Il salone delle calzature chiude con un incremento delle presenze. Soprattutto grazie ai compratori tedeschi. E intanto ripensa le date per settembre 2017.
Da tempo era allo studio la questione del cambio di date. Adesso, sulla spinta delle richieste di aziende e buyer, theMicam è riuscito a ‘ritardare’ il calendario. La fiera delle calzature,
il prossimo anno, non si svolgerà più dall’8 all’11 settembre, ma dal 17 al 20 settembre, giorno d’inizio della fashion week milanese. Un cambiamento di date molto significativo, che riporta il salone vicino agli eventi della moda, senza più confinarlo ai primi di settembre o, addirittura, alla fine di agosto. Ad annunciare l’avvenuta modifica è stata Annarita Pilotti, presidente di Assocalzaturifici e di theMicam, alla vigilia del salone, la cui 82esima edizione si è tenuta a Rho Fiera Milano dal 3 al 6 settembre scorsi. “Gli espositori ce lo chiedevano da tempo – spiega a Pambianco Magazine Tommaso Cancellara, direttore dell’associazione dei calzaturieri – e, complice anche l’ottimo lavoro che abbiamo fatto insieme al Mise, che ci ha chiamati a sederci attorno al tavolo della moda, ci è sembrato naturale allinearci. Da sottolineare anche gli sforzi di Fiera Milano che, pur non avendo spazio in agenda in quel periodo, ha saputo trovarlo per la nostra manifestazione, rivedendo completamente il proprio calendario. Questa è la data perfetta, e mi auguro lo sia anche per Mipel: i due saloni, insieme, sono vincenti e per questo auspico che rimangano contingenti”. La fiera della pelletteria, che da sempre si svolge in concomitanza con quella delle calzature, ha fatto sapere che, anche nel suo caso, “le date sono verosimili”, nonostante siano attese alcune riunioni tra i vertici dei due saloni che renderanno la decisione definitiva.
I NUMERI DELLE FIERE
Per quanto riguarda l’ultima edizione estiva, theMicam l’ha chiusa registrando 44.668 presenze (di cui 26.543 estere, +8,4%) certificate attraverso un nuovo sistema di rilevazione richiesto dal Mise. Lo scorso settembre, gli ingressi erano stati 30.801. In pole position la Germania che registra un aumento del 27%, complice il rallentamento della fiera nazionale dedicata alle calzature, Gds. “La Germania è ancora la locomotiva d’Europa e, a confermarlo, oltre i dati di presenza, sono anche i numeri relativi all’export”, sottolinea Cancellara. Altre ottime performance arrivano dai Paesi asiatici con la Corea del Sud in crescita del 37% e la Cina del 30 per cento. L’edizione numero 110 di Mipel, invece, si è chiusa con 9.306 buyer intervenuti (equamente suddivisi tra compratori italiani ed esteri), in tenuta (-0,3%) rispetto ai 9.336 dell’edizione precedente.
I DATI DI SETTORE
Per quanto riguarda i dati di settore, il primo semestre del 2016 ha confermato una situazione complessa, con un calo del 2% in volume sulla prima metà del 2015 e il numero degli addetti che si riduce dello 0,2 per cento.
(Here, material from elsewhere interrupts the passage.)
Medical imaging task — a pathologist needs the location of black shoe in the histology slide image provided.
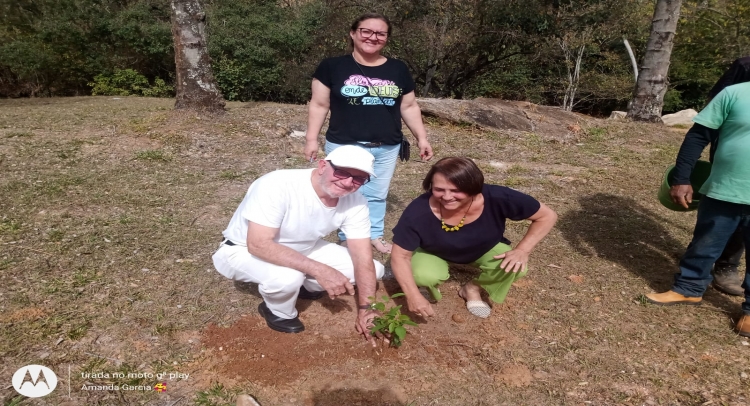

Le cifre diffuse da Istat relative all’export italiano di calzature nei primi 5 mesi 2016 mostrano una leggera contrazione in volume (-0,7%), accompagnata da un +4,1% in valore, con prezzi medi in aumento del +4,8 per cento. Relativamente alle aree geografiche di destinazione, tiene nel complesso la Ue28, dove l’Italia vende sette scarpe su dieci esportate: -0,7% in volume, malgrado il -5,7% della Francia. Lieve aumento in Germania (+2,5%) e recupero a due cifre nei Paesi Bassi (+15,3%). Stabile nelle quantità (ma il periodo di riferimento è pre-Brexit) il Regno Unito, quarto nostro mercato per numero di paia. I Paesi extra-UE, che dopo il crollo degli scambi del 2009 erano stati il traino del settore, segnano il passo, registrando variazioni dei flussi identiche a quelle comunitarie (-0,7% in volume e +4,1% in valore).
Diversi gli elementi economici e geopolitici che hanno frenato la domanda: dalla crisi sui mercati ex-sovietici, in cui forse ora è stato raggiunto il fondo, al rallentamento dell’espansione nel Far East, cui si è aggiunta da ultimo la frenata negli Usa (non inattesa, ma non per questo poco impattante, considerata l’importanza del mercato americano per le vendite dei prodotti Made in Italy) e in Medio Oriente.